I am so grateful to Corrine Bainard for sending me a small collection of letters from Joseph Holderness to his daughters May and Lillian. His love for his lost girls shines through on the pages. Here are a few excerpts:

            •           On 31 May 1918 he wrote to May congratulating her on her marriage, asking if her husband was Catholic. “Do you know May I feel very, very proud of you,” Joseph wrote. “To think of the disadvantages against us and then to know that you have come out so grandly. Thank God for it all.”

            •           17 August 1918, letter to May: “How I wish I could come over to your world and see you both. I pray that we may all come together again, before the end. It seems rather a remote chance, still I feel assured that, providing we keep up an all round correspondence, and try our best, that something could be brought about. We at present are scattered about but I hope soon to see Harold, Arthur and Ernie then I must try to see yourself and Lily. … Kindest, dearest love to you and my Lily. Good-bye & God bless you. Your affectionate father”

            •           17 August 1918, letter to Lillian: “I wonder when I shall have the happiness of seeing you two. Perhaps you will visit the old country again, after you are through with your nursing. … Write to me Lily dear, as soon as you can, you promised me a nice long letter, so I shall be awaiting its coming with longing.”

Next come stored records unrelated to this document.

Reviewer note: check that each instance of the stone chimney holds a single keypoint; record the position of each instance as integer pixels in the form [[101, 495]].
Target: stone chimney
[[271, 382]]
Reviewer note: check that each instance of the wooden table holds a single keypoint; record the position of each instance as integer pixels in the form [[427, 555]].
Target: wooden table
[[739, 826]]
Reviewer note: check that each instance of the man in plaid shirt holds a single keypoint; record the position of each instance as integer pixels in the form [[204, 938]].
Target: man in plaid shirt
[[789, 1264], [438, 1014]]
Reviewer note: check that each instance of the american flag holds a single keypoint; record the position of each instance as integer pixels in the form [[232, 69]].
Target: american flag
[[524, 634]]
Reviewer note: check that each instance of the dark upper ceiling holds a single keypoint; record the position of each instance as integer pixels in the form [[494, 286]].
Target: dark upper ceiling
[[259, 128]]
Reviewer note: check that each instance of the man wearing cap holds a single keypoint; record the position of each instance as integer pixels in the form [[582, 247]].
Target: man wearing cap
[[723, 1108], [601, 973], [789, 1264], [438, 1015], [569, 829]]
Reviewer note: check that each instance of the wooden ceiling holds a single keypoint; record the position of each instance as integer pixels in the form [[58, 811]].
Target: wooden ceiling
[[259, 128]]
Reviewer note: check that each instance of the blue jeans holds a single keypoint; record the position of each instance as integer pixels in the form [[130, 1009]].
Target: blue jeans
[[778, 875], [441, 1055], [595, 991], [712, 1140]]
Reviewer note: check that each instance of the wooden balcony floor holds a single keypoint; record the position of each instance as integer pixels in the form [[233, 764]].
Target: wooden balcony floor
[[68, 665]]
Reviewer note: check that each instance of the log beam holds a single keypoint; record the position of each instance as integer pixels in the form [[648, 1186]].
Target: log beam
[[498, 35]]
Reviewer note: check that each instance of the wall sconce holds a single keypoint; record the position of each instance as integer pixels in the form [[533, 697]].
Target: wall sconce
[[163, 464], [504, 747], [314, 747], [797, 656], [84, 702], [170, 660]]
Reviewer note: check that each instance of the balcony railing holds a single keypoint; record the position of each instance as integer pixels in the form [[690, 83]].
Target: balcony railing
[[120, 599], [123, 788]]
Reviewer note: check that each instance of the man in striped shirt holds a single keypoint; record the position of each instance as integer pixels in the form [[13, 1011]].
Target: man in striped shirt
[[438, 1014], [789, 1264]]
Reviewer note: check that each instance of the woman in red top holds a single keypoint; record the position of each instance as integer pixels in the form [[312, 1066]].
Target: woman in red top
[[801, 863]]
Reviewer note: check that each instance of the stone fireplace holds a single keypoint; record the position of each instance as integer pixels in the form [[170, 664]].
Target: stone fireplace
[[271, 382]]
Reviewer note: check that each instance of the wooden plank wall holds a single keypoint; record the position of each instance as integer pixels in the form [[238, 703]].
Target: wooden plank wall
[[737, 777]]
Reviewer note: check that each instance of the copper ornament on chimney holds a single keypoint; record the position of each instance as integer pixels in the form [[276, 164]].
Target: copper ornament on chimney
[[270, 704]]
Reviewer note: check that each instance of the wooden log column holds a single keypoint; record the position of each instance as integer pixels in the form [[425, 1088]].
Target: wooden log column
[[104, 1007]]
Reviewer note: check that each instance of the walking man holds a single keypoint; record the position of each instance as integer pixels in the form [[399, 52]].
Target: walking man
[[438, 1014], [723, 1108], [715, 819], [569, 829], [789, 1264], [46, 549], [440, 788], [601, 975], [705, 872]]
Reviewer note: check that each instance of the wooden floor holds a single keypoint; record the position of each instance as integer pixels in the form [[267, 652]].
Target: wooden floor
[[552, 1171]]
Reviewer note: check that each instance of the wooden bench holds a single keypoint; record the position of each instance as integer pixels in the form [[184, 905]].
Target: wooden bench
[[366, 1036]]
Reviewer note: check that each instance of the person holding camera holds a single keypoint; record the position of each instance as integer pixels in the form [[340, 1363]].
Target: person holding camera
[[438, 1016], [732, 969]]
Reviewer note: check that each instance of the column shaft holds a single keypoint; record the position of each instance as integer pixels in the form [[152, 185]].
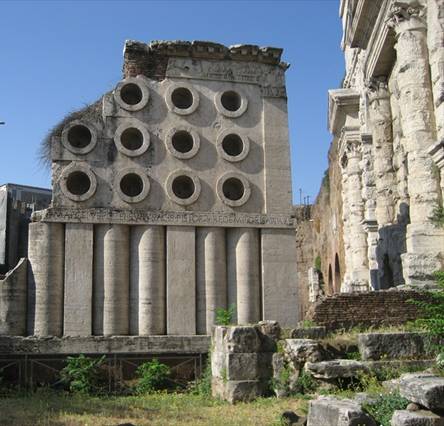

            •           30 January 1920, letter to May: “First of all try and forgive me for my negligence. … I have often been on the point of writing and then put it off, but I promise you I will endeavor to answer your letters right away in future. I was very much upset to hear of Lily being ill. Said she was coming to your house to recover. You will look after her well I know May; perhaps she has been overdoing it in her nursing. I hope she will soon be alright again. … I was telling Lily how I wish we could come together again. I long so much to see you two girls and you are so very far away. … We are just going on in a quiet way, a very uneventful existence, hence lack of news.”

As it happens, Joseph’s life was hardly uneventful, but his was not the kind of news he would have wanted to share with his daughters. On 30 August 1919, the Ealing Gazette of London, England reported: “Insulting behaviour to a lady seated in a passing punt resulted in Joseph Holderness (49), a well-dressed man, described as a tailoring instructor, of Stacklegate-road, Teddington, appearing in the [prisoner’s] dock at Kingston on Saturday. Mrs. Mabel Silander stated that she was being paddled upstream in a punt on the Thames and on passing the Queen’s riverside promenade she saw accused standing at the top of some stone steps behaving inappropriately. As she was sure that his conduct was deliberate she went in search of a policeman.” Joseph was sentenced to three months’ hard labour.

There is a bright spot in the story. May was able to go to England to spend time with her father and brothers before Joseph passed away in 1922. He died of cirrhosis of the liver, likely caused by excessive alcohol consumption, on 10 May 1922 in Teddington, Middlesex, England.

May Holderness Hinderks died of Alzheimer’s on 6 October 1981 in Watson, Saskatchewan at age 84. Her younger sister Lillian died on 4 May 1989, also at Watson. Both are buried there in Sacred Heart Roman Catholic Cemetery.